Adventures with image recovery
So. I was trying to put up images that Dad and Ruth had sent, and something weird happened in gallery, and the long and the short of it is that the damn thing got confused, and went and deleted a directory full of perfectly good pictures (which had, of course, already been deleted from the flash card).
Well, compact flash cards use fat32, so there was hope of recovering the files, and we had another CF card full of images to play with, so that we wouldn’t have to mess with the card we’d already messed up. So, we’ll tell you what we did, and link to the pages that helped us, and maybe someday it will help you, too.

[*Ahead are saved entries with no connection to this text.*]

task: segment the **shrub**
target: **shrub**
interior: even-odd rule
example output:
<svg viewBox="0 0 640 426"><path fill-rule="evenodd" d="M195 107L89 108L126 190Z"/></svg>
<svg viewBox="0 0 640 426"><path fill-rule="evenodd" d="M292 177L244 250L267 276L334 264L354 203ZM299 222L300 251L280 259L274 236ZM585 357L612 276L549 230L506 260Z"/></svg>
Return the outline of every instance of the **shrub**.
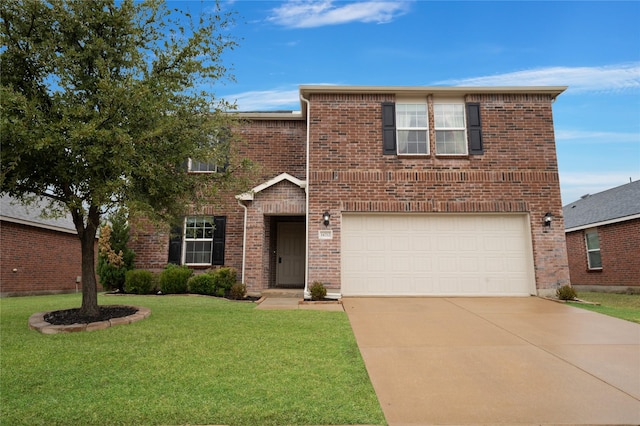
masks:
<svg viewBox="0 0 640 426"><path fill-rule="evenodd" d="M570 285L563 285L556 290L556 296L560 300L573 300L578 297L578 294Z"/></svg>
<svg viewBox="0 0 640 426"><path fill-rule="evenodd" d="M213 271L213 277L216 289L223 290L224 293L231 290L231 287L237 282L238 272L235 268L220 268L216 271Z"/></svg>
<svg viewBox="0 0 640 426"><path fill-rule="evenodd" d="M235 300L244 299L247 295L247 286L242 283L235 283L229 290L229 297Z"/></svg>
<svg viewBox="0 0 640 426"><path fill-rule="evenodd" d="M160 291L164 294L186 293L189 286L187 281L193 271L186 266L169 264L160 273Z"/></svg>
<svg viewBox="0 0 640 426"><path fill-rule="evenodd" d="M133 269L124 275L124 289L127 293L149 294L154 290L153 274L144 269Z"/></svg>
<svg viewBox="0 0 640 426"><path fill-rule="evenodd" d="M210 274L194 275L187 281L189 293L212 295L215 289L213 276Z"/></svg>
<svg viewBox="0 0 640 426"><path fill-rule="evenodd" d="M309 291L311 292L311 300L322 300L327 295L327 289L319 281L314 281Z"/></svg>
<svg viewBox="0 0 640 426"><path fill-rule="evenodd" d="M105 290L124 291L125 273L133 269L135 258L133 250L127 247L129 241L127 214L121 209L112 214L109 219L111 225L105 223L100 228L96 273Z"/></svg>

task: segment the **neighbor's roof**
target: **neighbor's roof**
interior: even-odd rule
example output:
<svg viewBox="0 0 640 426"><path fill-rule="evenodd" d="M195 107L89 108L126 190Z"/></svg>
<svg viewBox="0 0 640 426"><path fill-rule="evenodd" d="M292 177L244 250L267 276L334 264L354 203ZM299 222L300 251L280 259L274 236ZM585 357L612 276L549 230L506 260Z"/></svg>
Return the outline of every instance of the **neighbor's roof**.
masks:
<svg viewBox="0 0 640 426"><path fill-rule="evenodd" d="M463 96L468 94L538 94L551 95L553 99L567 90L567 86L337 86L331 84L302 85L299 93L308 99L314 93L337 94L395 94L401 96ZM300 111L238 111L240 117L253 120L302 120L307 104L300 99Z"/></svg>
<svg viewBox="0 0 640 426"><path fill-rule="evenodd" d="M70 215L61 218L44 218L41 212L46 201L36 202L29 206L20 204L15 198L3 195L0 198L0 220L51 229L53 231L76 233L76 227Z"/></svg>
<svg viewBox="0 0 640 426"><path fill-rule="evenodd" d="M640 218L640 180L585 195L562 213L565 232Z"/></svg>

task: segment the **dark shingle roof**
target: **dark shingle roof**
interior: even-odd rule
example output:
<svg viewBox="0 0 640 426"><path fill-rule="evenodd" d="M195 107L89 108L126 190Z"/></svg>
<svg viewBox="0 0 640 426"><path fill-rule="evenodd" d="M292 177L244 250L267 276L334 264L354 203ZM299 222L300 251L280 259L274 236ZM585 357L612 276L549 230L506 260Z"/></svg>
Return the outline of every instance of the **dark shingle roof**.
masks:
<svg viewBox="0 0 640 426"><path fill-rule="evenodd" d="M640 214L640 180L585 196L562 208L564 228Z"/></svg>
<svg viewBox="0 0 640 426"><path fill-rule="evenodd" d="M41 201L29 206L24 206L16 201L15 198L3 195L0 197L0 218L8 222L22 223L40 228L54 229L63 232L76 232L73 219L71 219L71 215L69 214L61 218L42 217L41 212L46 205L46 201Z"/></svg>

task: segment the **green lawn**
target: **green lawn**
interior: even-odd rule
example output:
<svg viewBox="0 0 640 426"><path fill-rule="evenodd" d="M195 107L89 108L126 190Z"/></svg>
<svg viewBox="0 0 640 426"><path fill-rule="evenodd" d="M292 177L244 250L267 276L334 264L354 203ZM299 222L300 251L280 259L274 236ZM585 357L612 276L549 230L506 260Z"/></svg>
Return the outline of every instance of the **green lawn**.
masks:
<svg viewBox="0 0 640 426"><path fill-rule="evenodd" d="M580 292L578 293L578 299L599 303L600 306L580 303L569 304L578 308L640 323L640 294Z"/></svg>
<svg viewBox="0 0 640 426"><path fill-rule="evenodd" d="M2 424L385 423L345 313L193 296L99 303L151 316L43 335L29 316L79 307L79 295L0 299Z"/></svg>

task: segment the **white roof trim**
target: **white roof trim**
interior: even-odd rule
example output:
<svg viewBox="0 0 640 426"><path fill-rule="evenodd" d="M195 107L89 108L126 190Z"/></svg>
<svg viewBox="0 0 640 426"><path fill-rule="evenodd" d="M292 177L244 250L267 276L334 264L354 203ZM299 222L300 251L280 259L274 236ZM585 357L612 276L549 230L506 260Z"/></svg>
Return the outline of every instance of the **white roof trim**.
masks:
<svg viewBox="0 0 640 426"><path fill-rule="evenodd" d="M289 182L291 182L292 184L302 188L302 189L306 189L307 188L307 181L306 180L300 180L296 177L291 176L289 173L282 173L281 175L278 175L276 177L274 177L273 179L270 179L258 186L256 186L255 188L249 190L248 192L245 192L243 194L240 195L236 195L236 199L241 200L241 201L253 201L253 197L260 191L264 191L265 189L282 182L283 180L288 180Z"/></svg>
<svg viewBox="0 0 640 426"><path fill-rule="evenodd" d="M589 229L589 228L595 228L597 226L604 226L604 225L611 225L613 223L626 222L627 220L633 220L633 219L640 219L640 213L634 214L631 216L623 216L623 217L617 217L615 219L604 220L602 222L594 222L594 223L587 223L586 225L574 226L573 228L565 229L564 233L566 234L569 232L580 231L581 229Z"/></svg>
<svg viewBox="0 0 640 426"><path fill-rule="evenodd" d="M41 222L33 222L30 220L18 219L15 217L9 217L9 216L3 216L3 215L0 215L0 220L3 220L5 222L17 223L19 225L33 226L34 228L48 229L50 231L57 231L57 232L64 232L66 234L78 235L75 229L65 228L63 226L50 225L50 224L41 223Z"/></svg>

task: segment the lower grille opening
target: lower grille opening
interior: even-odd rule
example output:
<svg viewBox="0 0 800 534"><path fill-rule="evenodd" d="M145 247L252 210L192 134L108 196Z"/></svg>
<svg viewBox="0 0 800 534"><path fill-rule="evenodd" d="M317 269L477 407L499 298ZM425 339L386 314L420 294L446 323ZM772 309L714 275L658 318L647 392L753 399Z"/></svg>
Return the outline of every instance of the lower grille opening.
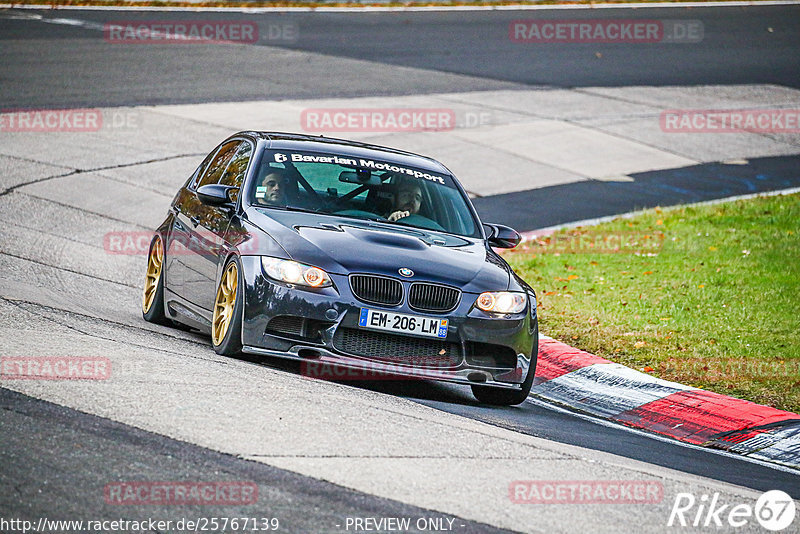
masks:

Making a copy of our wounded CF card
pre. dd if=/dev/sda of=image.img bs=512
Next, we mounted the image to a temp mount point. Some math is involved here, and this is how it goes:
pre.. fdisk /dev/sda
Command (m for help): pDisk /dev/sda: 256 MB, 256901120 bytes
16 heads, 32 sectors/track, 980 cylinders
Units = cylinders of 512 * 512 = 262144 bytes
/dev/sda1 * 1 979 250608 6 FAT16
We want to mount that first partition, which starts on cylinder 0, head 1, which leads to offset: 32 sectors * 512 cylinders = 16384:
pre. mount -o loop,offset=16384 -t vfat image.img /mnt/test
And WOOOOO we have an image in a perfect replica! YEE-HAW!
*
References
- Creating and Using Disk Images mini-HOWTO – this one is not directly related to file recovery, but it does have excellent information on how to make an image of your disk, so that you can muck around with a copy instead of the original.
- How to recover lost images from compact flash – This one has lots of nice tips, though he’s more focused on retrieving data after the FAT table got corrupted than because silly fingers pushed the wrong button.
- dosfsck to the rescue! – This one would have worked if we hadn’t deleted the directory structure. dosfsck does a pretty good job of resurrecting the files, but if you’ve gone and nixed the directory structure, which we had, it can’t do much.